Nomura today reported its strongest profits since 2006, boosted by its overseas operations.
The Japanese investment bank’s international division today posted its first annual pre-tax profit in seven years.
The bank’s net income for the first three months of the year, its fourth quarter, came in at ¥ 61.3bn (£427m), up from a ¥ 19.2bn loss in the same period last year.
Net revenue for the quarter, meanwhile, was reported at ¥ 349.1bn, up 25 per cent year-on-year.
Nomura’s overseas operations made a profit of ¥ 16.7bn in the fourth quarter, up from a loss of ¥ 16.6bn in the first quarter of 2016. For the year as a whole, profits in the division were ¥ 88.1bn.
Why it’s interesting
The bank, which this time last year announced plans to cut hundreds of investment banking jobs in London and across Europe, also today announced it would be buying back up to ¥ 80bn of shares.

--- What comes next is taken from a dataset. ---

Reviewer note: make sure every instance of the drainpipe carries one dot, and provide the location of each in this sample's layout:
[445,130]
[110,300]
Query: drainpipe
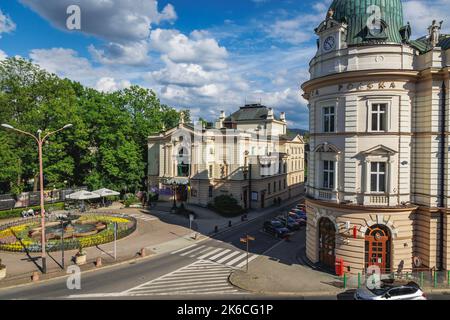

Its profits growth follows on from the likes of JP Morgan Chase, Citigroup and Morgan Stanley in the US.
Nomura today warned that its “market stance remains cautious in preparation for any surprises”, citing “increased geopolitical risks with elections in Europe and the situation in North Korea”.
It also said that April “has generally got off to a slow start” and that “we remain focused on controlling risk and expenses while keeping a close watch on market movements”.
What the bank said
Group chief executive Koji Nagai:
The profitability of our wholesale business improved substantially over the past year with all international regions profitable on a full-year basis...
As we enter our new fiscal year, we remain focused on transforming our business and reinforcing our position as Asia’s global investment bank.”